TheTurnOfTheScrew · 21/05/2018 08:05

A quick aside - I am looking for holiday reading for my Kindle, and note that The Dry is on daily deal today. Worth a quid? Holiday suitable?

Piggywaspushed · 21/05/2018 08:17

Well I didn't mind The Dry . And holiday is where I read it!

It was a bit clichéd in places and didn't end as well as it started but I would say it was a atypical, untaxing holiday read.

Piggywaspushed · 21/05/2018 08:17

That should definitely say typical, not atypical!!
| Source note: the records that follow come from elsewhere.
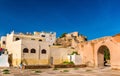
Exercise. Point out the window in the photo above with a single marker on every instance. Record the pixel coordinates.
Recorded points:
(17, 39)
(43, 35)
(33, 51)
(4, 42)
(25, 50)
(40, 39)
(43, 51)
(32, 39)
SatsukiKusakabe · 21/05/2018 10:06

That’s a shame, chessie, I loved Victoria Wood too,

SatsukiKusakabe · 21/05/2018 10:08

I didn’t enjoy The Dry but I don’t tend to go for crime usually anyway. It’s probably worth it for a 99p holiday read if you like that sort of thing though.

GhostsToMonsoon · 21/05/2018 10:57

Have finished another three novels - #26 - Capital by John Lanchester set on a fictional street in South London during the financial crisis. At first, I thought some of the characters had stepped straight out of the Daily Mash (notably the banker's wife Arabella) but it was a lot more subtle than that. Very funny and enjoyable. #27 - the much-read Eleanor Oliphant is Completely Fine by Gail Honeyman - started off being reminded of The Rosie Project, but became much darker. I enjoyed it even if it stretched credibility at times. #28 Big Brother by Lionel Shriver about a morbidly obese man who comes to stay with his younger sister, who doesn't recognise him when she picks him up from the airport. I thought his ensuing weight loss seemed too good to be true until I got to the end...now I have started something completely different - #29 How to Build Houses And Save the Countryside by Shaun Spiers.